Quelques uns regardent le père Girard comme un hypocrite voluptueux qui avait séduit la jeune Cadière; mais il avait alors plus de cinquante ans: d'autres pensent que l'amour n'était point sa faiblesse, mais bien plutôt l'ambition; et que ce fut ce qui le jeta dans cette scène risible et funeste, en lui faisant croire trop facilement aux prétendus miracles de sa pénitente: miracles dont la gloire rejaillissait sur le directeur. Ses supérieurs l'envoyèrent à Dôle quand le procès fut terminé; il y devint recteur, et y mourut avec la réputation d'un saint.


[FRILLET,]
OU LE CALOMNIATEUR PUNI.

Frillet, procureur-fiscal des terres de Tréfort et de Varambon, commissaire à terrier et notaire, s'était enrichi par ses rapines et ses exactions. Il était le tyran des pauvres gens qui se trouvaient sous sa domination.

La tuilerie de Joseph Vallet tenta sa cupidité. Il résolut de perdre cet homme pour s'emparer de son bien. Deux assassinats passaient pour avoir été commis dans le pays, l'un sur Antoine Dupleix, l'autre sur un paysan nommé Joseph Senos. Frillet conçut l'idée odieuse d'en accuser les frères Vallet, et trouva de faux témoins pour attester les faits.

Lors de la mort d'Antoine Dupleix, il y avait eu un procès où Vallet, qui avait été injustement accusé, s'était vu absoudre, attendu qu'il avait été prouvé que Dupleix était mort d'une pleurésie.

Le second crime dont Frillet voulut se servir contre les Vallet pour les dépouiller présentait plusieurs circonstances. En 1722, le fils aîné de Joseph Vallet avait été attaqué et volé par les frères Pin et un autre. Sur les informations, il n'y eut pas assez de preuves pour prononcer la condamnation. Un paysan, nommé Joseph Senos, caché, lors du vol, derrière un buisson, s'étant avisé de dire, après le jugement, dans un cabaret, que s'il avait été assigné il aurait fait une déposition qui aurait perdu les frères Pin; l'un de ces deux frères, pour éviter une nouvelle poursuite, résolut de se défaire de Joseph Senos: il l'enivra, et lui donna un coup de serpe sur la tête; Joseph Senos fit le mort, et son meurtrier, croyant qu'il l'était réellement, lui prit quarante écus, et se sauva dans le pays de Dombes, voisin de la Bresse, où il s'engagea dans le régiment de la Sarre.

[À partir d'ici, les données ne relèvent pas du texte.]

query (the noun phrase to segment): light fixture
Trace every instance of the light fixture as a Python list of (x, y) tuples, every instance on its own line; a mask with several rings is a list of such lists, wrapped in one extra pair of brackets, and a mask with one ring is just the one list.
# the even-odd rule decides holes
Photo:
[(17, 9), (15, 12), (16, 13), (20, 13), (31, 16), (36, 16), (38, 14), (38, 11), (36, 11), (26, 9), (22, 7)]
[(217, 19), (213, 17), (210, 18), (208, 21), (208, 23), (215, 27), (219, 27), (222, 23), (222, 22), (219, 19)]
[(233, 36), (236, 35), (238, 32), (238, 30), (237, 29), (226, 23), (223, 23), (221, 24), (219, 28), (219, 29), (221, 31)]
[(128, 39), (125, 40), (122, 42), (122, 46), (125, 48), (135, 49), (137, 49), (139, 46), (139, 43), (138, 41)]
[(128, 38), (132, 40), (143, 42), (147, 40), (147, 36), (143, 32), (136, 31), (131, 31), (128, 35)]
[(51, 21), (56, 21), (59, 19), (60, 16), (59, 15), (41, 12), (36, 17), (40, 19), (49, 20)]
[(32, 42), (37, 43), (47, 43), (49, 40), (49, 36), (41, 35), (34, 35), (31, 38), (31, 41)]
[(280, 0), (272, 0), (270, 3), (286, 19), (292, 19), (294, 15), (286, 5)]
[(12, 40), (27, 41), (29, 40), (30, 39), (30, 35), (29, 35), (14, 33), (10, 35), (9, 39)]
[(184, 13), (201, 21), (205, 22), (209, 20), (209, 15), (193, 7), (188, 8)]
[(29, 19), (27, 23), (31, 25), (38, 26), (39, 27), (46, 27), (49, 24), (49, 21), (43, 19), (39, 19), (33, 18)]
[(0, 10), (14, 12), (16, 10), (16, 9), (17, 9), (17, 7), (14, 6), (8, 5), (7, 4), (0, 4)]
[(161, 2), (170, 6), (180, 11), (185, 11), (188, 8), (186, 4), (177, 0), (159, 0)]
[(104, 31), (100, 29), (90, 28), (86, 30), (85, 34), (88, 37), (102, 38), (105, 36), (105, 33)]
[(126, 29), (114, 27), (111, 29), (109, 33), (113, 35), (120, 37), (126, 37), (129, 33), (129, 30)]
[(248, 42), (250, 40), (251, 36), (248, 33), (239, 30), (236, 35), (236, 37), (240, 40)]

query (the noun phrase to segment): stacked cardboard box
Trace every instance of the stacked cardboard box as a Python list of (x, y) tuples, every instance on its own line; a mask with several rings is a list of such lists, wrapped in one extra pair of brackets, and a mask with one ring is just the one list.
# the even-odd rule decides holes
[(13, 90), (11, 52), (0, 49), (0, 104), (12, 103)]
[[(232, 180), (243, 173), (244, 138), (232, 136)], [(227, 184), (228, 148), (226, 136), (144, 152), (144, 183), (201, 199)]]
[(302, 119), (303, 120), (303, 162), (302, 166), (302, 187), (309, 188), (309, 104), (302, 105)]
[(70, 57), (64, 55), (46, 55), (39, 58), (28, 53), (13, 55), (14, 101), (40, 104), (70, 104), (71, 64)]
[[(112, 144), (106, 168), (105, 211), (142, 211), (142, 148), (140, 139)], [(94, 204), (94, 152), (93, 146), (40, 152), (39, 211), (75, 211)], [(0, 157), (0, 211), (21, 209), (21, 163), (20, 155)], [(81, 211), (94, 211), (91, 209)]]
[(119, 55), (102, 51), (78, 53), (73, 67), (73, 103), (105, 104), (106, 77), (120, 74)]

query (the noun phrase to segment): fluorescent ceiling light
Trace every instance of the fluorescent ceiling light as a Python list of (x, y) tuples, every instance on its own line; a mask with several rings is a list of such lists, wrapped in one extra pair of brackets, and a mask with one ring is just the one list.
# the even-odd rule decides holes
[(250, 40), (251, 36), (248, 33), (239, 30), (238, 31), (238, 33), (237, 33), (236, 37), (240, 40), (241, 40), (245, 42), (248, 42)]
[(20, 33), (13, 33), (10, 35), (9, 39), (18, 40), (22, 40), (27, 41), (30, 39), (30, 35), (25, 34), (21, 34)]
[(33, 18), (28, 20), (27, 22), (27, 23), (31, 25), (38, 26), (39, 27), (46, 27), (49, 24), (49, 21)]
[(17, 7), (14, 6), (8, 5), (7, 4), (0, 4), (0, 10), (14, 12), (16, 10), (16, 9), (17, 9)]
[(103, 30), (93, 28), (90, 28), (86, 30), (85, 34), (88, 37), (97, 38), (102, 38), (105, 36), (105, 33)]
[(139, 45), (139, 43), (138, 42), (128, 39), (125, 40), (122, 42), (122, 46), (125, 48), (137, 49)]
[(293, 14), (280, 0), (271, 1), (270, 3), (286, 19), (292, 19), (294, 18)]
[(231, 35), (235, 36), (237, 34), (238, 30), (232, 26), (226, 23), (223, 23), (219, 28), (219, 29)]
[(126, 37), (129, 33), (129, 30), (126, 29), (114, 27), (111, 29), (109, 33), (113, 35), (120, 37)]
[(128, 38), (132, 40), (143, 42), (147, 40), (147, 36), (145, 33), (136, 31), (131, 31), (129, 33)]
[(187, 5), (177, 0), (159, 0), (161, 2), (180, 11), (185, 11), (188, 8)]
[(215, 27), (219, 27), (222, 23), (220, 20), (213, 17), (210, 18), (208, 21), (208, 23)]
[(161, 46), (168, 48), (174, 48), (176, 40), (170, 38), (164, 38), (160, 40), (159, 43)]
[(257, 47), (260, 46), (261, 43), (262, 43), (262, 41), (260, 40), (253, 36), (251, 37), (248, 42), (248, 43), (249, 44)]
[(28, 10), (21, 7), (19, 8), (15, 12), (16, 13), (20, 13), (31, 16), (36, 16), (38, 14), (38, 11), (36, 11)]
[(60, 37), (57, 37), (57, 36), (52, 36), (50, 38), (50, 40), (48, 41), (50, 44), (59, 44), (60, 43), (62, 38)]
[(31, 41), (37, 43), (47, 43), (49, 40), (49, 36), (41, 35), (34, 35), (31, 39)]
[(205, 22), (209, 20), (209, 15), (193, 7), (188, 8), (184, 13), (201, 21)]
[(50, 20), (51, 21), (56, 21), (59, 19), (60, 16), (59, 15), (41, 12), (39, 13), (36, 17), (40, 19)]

Joseph Senos, revenu à lui, pansa sa plaie de son mieux, et demeura deux jours enfermé seul chez lui; après quoi il disparut aussi, sans qu'on sût ce qu'il était devenu, ce qui confirma le bruit qu'il avait été assassiné, et que c'était Pin qui avait commis le crime.

Voilà les deux événemens sur lesquels Frillet voulait fonder son accusation contre les frères Vallet. Il employa six mois à suborner des témoins, et quand il eut tout préparé, il les produisit en justice, avec une plainte portant que Joseph Vallet avait assassiné Senos, qu'il l'avait ensuite enterré à l'embouchure du four de sa tuilerie, puis jeté quelque temps après dans le feu dudit four. Sur cette plainte, on informa: les faux témoins déposèrent; toute la famille Vallet fut décrétée; on arrêta le père, la mère et les deux fils, et on les conduisit aux prisons du château du pont d'Ains, où ils furent mis au cachot, par l'ordre de Frillet, les fers aux pieds et aux mains, et traités avec la plus grande cruauté. Ces infortunés ne surent que lors de l'interrogatoire qu'ils étaient accusés de l'assassinat de Senos; Frillet fit revivre l'accusation du meurtre supposé de Dupleix, dont les Vallet avaient été déclarés innocens dix-neuf ans auparavant. Pour parvenir à ses fins, il suborna le témoin qui alors avait déchargé Vallet, et l'engagea à faire une déposition toute contraire.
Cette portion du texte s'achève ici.